Camera operation to capture such shots was handled by camera operator Sam Ellison SOC, Fray and Ross, based around connection to the scene. “The camera modes all had a different feel, for example we would shoot some shots handheld in Rialto mode because when the camera is in between your hands like a DSLR you can pivot to different angles quickly which felt the way your heads moves on your neck,” says Fray.

They also made use of body rigs, a helmet rig and remote camera heads in mimic mode underslung on a dolly. This meant the camera could be set up in front of the actor’s body and allowed Fray, in another room, to do handheld and look down at his body, with the camera also looking down at the actor’s body. “We also created an industrial sized Easyrig where the camera could float on a singular nodal point, like our head does on our neck, but withstand a long scene, because we’re running oners for everything,” he says. “At times it was too challenging for an operator to have a camera floating out in front of the actor to get that perspective.”

The SnorriCam rig was worn around the waist of the actors in present day sequences of adult Elwood to capture a unique perspective. During camera tests the filmmakers sat with crew members to examine what evokes an emotion, what feels like memory, and what tool could achieve it. “In the case of the SnorriCam, we looked at the difference between child and adult Elwood and what changes in a man’s perspective after this level of trauma and inhumanity.
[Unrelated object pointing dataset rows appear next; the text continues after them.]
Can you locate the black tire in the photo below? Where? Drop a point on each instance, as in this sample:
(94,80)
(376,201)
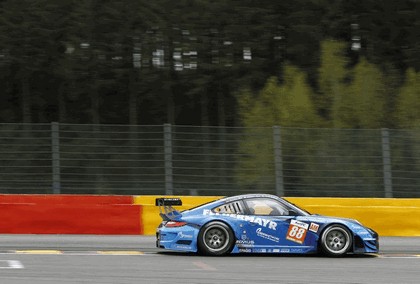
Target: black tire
(215,238)
(336,241)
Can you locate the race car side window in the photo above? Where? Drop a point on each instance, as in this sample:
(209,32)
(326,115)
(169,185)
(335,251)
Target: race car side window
(230,208)
(266,207)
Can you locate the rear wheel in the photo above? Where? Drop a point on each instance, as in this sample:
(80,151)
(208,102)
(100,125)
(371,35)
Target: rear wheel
(336,240)
(215,238)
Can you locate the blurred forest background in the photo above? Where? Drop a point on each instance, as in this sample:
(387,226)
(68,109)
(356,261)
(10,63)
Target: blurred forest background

How do they understand themselves in the space?” says Fray.

“SnorriCam has traditionally been used in action movies, usually from the front, or artistically in Darren Aronofsky’s work such as Requiem for a Dream. We wanted the audience to stay immersed in the image; it should feel like a deluge of visuals cascading over you. Towards that feeling, As we wanted the same image rendition across all of the modes, which meant engineering a way to get the Venice 2 on the SnorriCam rig.”

Conversations around colour began by deciding how stimulating and vivid Elwood’s homelife should feel and how relatively mute and flat, but still beautiful in terms of lighting and costumes Nickel Academy should feel (Credit: Courtesy of Orion Pictures / © 2024 Amazon Content Services) 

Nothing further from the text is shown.